Analysis And Summary
Spanish poet Federico Garcia Lorca used powerful, dramatic imagery, mystical at times, to attract fans and readers from all over the world. However, many loverss of poetry and literature have only a cursory familiarity with his work. Perhaps one of the most accessible ways to connect with Lorca, especially for American readers, is through his poem "Ode To Walt Whitman." It is a piece that Lorca wrote in New York City in the 1930s. Lorca visited the Whitman's "old stomping grounds," but instead of finding the exuberant and electrifying American spirit described in "Leaves of Grass," Lorca is confronted with a poverty-stricken slum-world of ugliness. The poem becomes much a philosophical dialectic between Lorca's bleak view of existence in contrast to the optimism found in Whitman's cosmology.

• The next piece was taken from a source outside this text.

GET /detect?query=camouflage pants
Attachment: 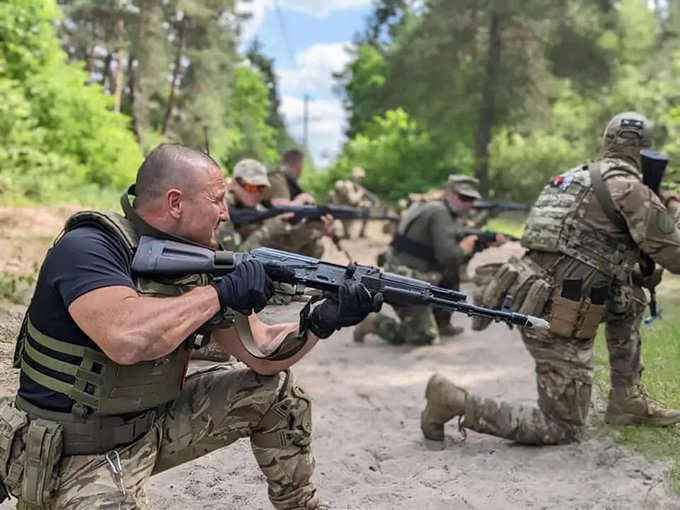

Lorca recognizes the value and talent of Whitman, naming him as "beautiful, aged, Walt Whitman...," and Lorca honors the importance of dreams and beauty and romance. However, the world itself is nothing of the sort. In fact life is neither "good, nor sacred," even if stretches of romanticizing can show one lover's passion for another. For Lorca, this is a dark world, one where no resurrection exists for the Christ.
Of course, the paradox of great poetry is that ugliness can be transformed into a beautiful work of art, and here, Lorca makes the argument for the agony and pain of existence yet paints this agony and pain in a manner that awakens the reader. The powerful, vital language, especially when read aloud, (and alas even more so if read in the original Spanish), can infiltrate one's lungs like crisp autumn air. It can awaken one's blood like a good run, a work-out, or even a breathing meditation. This is the power of Lorca's poetic affect: it can enter the body as a visceral entity, and in contrast to its dark subject matter, the physical result is a healthy one. Just like Whitman, Lorca is good for the soul, because his poems are him. Whitman said "whoever so touches this book touches a man," and the same is true for Lorca. They are, in a sense, brothers. If Whitman was the golden child, then Lorca is the black sheep. No better introduction exists for American lovers of poetry then a conversation like this one. Reading "Ode To Walt Whitman," is a high art quarrel between two kid brothers that both love and abhor each other.